ゆりゆりぐさ

要するにブログだな。

『びじゅチューン!』から考えた解釈の自由

今年、母娘で大いにハマったTV番組があります。

Eテレで水曜日に放送されている『びじゅチューン!』という5分間の番組です。

映像作家の井上涼さんが、日本や世界の様々な美術作品を自作のアニメーションで紹介する番組……なのですが!

 

とりあえずいくつか動画を見ていただきましょう。

まずは、エドヴァルド・ムンクの超有名な絵画『叫び』をテーマにした作品↓


ムンクの叫びラーメン『びじゅチューン!』

なんで?なんでラーメン?!

と思わずにいられないでしょう。

本っっっっ当にシュールですよねぇ。。。アニメもシュールなら、歌もシュール。

この番組、題材とした作品についての細かい説明は一切ナシ。歌とアニメーションが、モデル作品の簡単な紹介を挟みつつ2度にわたって流れます(後半は男声コーラス付)

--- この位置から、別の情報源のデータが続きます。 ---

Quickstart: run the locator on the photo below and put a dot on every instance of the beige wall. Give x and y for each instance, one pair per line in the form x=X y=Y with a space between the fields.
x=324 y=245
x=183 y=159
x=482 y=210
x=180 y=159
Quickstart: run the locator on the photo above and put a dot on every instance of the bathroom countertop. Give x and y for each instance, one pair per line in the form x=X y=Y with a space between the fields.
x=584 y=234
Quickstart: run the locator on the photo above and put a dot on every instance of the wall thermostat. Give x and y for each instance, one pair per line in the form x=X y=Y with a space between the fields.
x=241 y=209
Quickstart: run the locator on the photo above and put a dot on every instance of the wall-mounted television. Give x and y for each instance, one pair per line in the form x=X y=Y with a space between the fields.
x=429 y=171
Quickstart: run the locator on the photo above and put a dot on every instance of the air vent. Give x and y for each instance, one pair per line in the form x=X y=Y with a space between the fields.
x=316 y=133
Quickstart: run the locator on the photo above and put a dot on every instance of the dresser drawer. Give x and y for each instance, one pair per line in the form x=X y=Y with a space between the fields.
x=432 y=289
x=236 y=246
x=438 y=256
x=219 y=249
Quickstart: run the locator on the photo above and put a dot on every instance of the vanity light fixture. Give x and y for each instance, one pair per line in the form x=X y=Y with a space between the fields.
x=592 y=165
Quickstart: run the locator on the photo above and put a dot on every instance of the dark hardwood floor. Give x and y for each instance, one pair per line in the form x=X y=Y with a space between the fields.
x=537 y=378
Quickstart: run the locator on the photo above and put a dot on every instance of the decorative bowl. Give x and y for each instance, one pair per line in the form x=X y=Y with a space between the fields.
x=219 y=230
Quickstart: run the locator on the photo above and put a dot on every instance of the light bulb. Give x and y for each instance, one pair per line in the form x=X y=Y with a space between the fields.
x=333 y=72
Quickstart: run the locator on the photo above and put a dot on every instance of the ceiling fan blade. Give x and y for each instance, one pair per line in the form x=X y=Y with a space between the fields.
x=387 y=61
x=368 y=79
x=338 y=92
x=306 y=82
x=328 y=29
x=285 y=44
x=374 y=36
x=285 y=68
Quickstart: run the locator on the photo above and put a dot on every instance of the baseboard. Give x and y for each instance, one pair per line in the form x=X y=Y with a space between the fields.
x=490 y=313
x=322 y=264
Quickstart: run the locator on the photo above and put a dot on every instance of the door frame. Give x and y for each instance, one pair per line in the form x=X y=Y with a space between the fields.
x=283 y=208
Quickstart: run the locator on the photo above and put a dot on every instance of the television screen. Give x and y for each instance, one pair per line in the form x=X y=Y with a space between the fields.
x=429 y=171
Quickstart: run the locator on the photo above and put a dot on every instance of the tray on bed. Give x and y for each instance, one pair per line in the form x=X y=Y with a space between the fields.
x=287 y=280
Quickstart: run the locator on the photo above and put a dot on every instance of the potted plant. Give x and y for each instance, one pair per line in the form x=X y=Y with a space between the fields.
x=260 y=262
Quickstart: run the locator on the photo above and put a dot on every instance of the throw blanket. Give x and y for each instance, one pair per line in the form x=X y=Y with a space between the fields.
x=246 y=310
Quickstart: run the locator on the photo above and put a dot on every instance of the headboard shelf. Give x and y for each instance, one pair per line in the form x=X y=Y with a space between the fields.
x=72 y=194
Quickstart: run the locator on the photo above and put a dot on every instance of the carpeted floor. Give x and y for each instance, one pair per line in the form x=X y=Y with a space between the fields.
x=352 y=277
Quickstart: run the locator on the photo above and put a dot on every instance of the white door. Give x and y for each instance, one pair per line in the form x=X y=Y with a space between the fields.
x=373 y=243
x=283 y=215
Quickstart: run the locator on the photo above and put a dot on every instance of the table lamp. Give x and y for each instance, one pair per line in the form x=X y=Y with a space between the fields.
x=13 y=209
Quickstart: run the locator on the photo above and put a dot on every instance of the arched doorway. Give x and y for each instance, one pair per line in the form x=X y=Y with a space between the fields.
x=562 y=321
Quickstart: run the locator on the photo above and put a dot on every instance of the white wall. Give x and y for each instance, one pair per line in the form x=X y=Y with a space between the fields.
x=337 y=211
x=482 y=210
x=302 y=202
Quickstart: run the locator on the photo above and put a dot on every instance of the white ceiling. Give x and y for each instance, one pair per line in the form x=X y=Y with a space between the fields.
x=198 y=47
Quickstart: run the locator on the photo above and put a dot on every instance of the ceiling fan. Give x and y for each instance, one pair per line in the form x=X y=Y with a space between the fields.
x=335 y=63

このあまりにも自由すぎる発想とユルい世界観に、母娘でどハマりしました。

あの絵画からラーメンを思ったのは、世界広しと言えども井上さんが初めてでしょう。

 


縄文土器先生『びじゅチューン!』

顔が土器の人にシャツを着せるという発想がもうすごいですよね!

先生なら担当科目は絶対歴史でしょう!なぜ英語?!

なんてツッコミを入れたくなりますが、それ言ったら負けだと思っています、はい。

一見厳めしい顔つきが怖そうだけど、優しい人……いいですね(^^)

 


姫路城と初デート『びじゅチューン!』

私が特に好きな作品の1つです。

わ、た、し、姫路城~♪という軽快な歌、ときどき口ずさみたくなります。姫路城を女の子にしたら、きっとこんな色白で美しく、ガードの堅い子なんでしょうね(^^)

谷くんって誰だよと思ったりもしますが(笑)最後に白壁の頬を赤く染めて恥じらう姿はキュンとします♡

 

数々の名作からこれだけ発想を飛ばして、奇想天外な楽しい作品を作ってしまえる井上さん。

この番組を見ていて近頃強く思うのは、何か作品を見た時の感じ方は本当に人それぞれ違って当たり前のことだし、それがもっと許されて然るべきだということです。

最近は物騒なもので、特にSNSを中心に「あの作品(もしくはキャラクター)についてのあなたの解釈は嫌いだ!話すのをやめてください!」「私の解釈は公式と違った!がっかりだ!失望した!」などと発言してトラブルになったり、酷いと作り手側がそうしたネガティブな発言を収拾しようとそちらに寄せるあまり、悲惨な結果となったり……なんていう話を聞かなくもありません。

私はそのようなトラブルにはあっていませんが、それでも何かを見た時の感想が他の大勢のファンや公式と違ったりすると「あ、私の感想は的外れだったんだ。私って何も分かってなかったんだ…」という落ち着かない気持ちに苛まれます。

でも、この番組に出会って少しずつ前向きになれました。

自分と違う感じ方があってもいいじゃない。

それによって世界は広がるし、面白いものがうまれることもあるんだから。

井上涼さんという素晴らしいアーティストに巡り合えたことは、私の財産です。

 

 

  ※注意

この番組で流れるアニメーションは、マジで癖になる中毒性があるので心して視聴してください。

私もこの番組の影響で、別の機会に縄文土器を見ることがあると「あ、縄文土器先生」と思ってしまうようになりました。